OIL AND NATURAL GAS SEGMENT INFORMATION

  • Completed 95 gross wells during 2009 with a success rate of 94%.
  • Approximately 63% of anticipated natural gas production and 59% of
    anticipated crude oil production is hedged for 2010.
  • Plan to participate in the drilling of 175 wells during 2010 with
    preliminary production guidance of 66.0 to 67.0 Bcfe.

Fourth quarter 2009 production was 295,000 barrels of oil, in comparison
to 318,000 barrels of oil in the fourth quarter of 2008, a 7% decrease.
Natural gas liquids (NGLs) production during the fourth quarter of 2009
was 346,000 barrels in comparison to 427,000 barrels in the fourth
quarter of 2008, a 19% decrease. Fourth quarter 2009 natural gas
production decreased 15% to 10.5 billion cubic feet (Bcf) from 12.3 Bcf
during the comparable quarter of 2008. Fourth quarter 2009 equivalent
production totaled 14.3 Bcfe, a 15% decrease over the fourth quarter
2008. Total production for 2009 was 60.7 Bcfe, a decrease of 4% over the
63.4 Bcfe produced during 2008.

Unit’s average natural gas price for the fourth quarter of 2009
increased 4% to $5.77 per thousand cubic feet (Mcf) as compared to $5.55
per Mcf for the fourth quarter of 2008. Unit’s average oil price for the
fourth quarter of 2009 was $61.57 per barrel compared to $77.71 per
barrel for the fourth quarter of 2008, a 21% decrease, and Unit’s
average NGLs price for the fourth quarter of 2009 was $26.02 per barrel
compared to $26.17 per barrel for the fourth quarter of 2008, a 1%
decrease.
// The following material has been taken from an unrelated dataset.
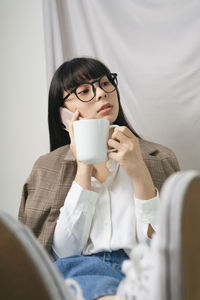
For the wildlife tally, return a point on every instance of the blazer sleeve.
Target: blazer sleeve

For 2009, Unit’s average natural gas price decreased 27% to
$5.59 per Mcf as compared to $7.62 per Mcf for 2008. Unit’s average oil
price for 2009 was $56.33 per barrel compared to $93.87 per barrel
during 2008, a 40% decrease. Unit’s average NGLs price for 2009 was
$22.81 per barrel compared to $47.42 per barrel during 2008, a 52%
decrease.

For 2010, approximately 63% of the company’s anticipated average daily
natural gas production is hedged and 59% of its anticipated daily oil
production is hedged. The natural gas production is hedged under swap
contracts at a comparable average NYMEX price of $6.95. The average
basis differentials for the swaps are ($0.66). Of the oil hedges, 60%
are under swap contracts at an average price of $61.36 and 40% are under
a collar contract with a floor of $67.50 and a ceiling of $81.53.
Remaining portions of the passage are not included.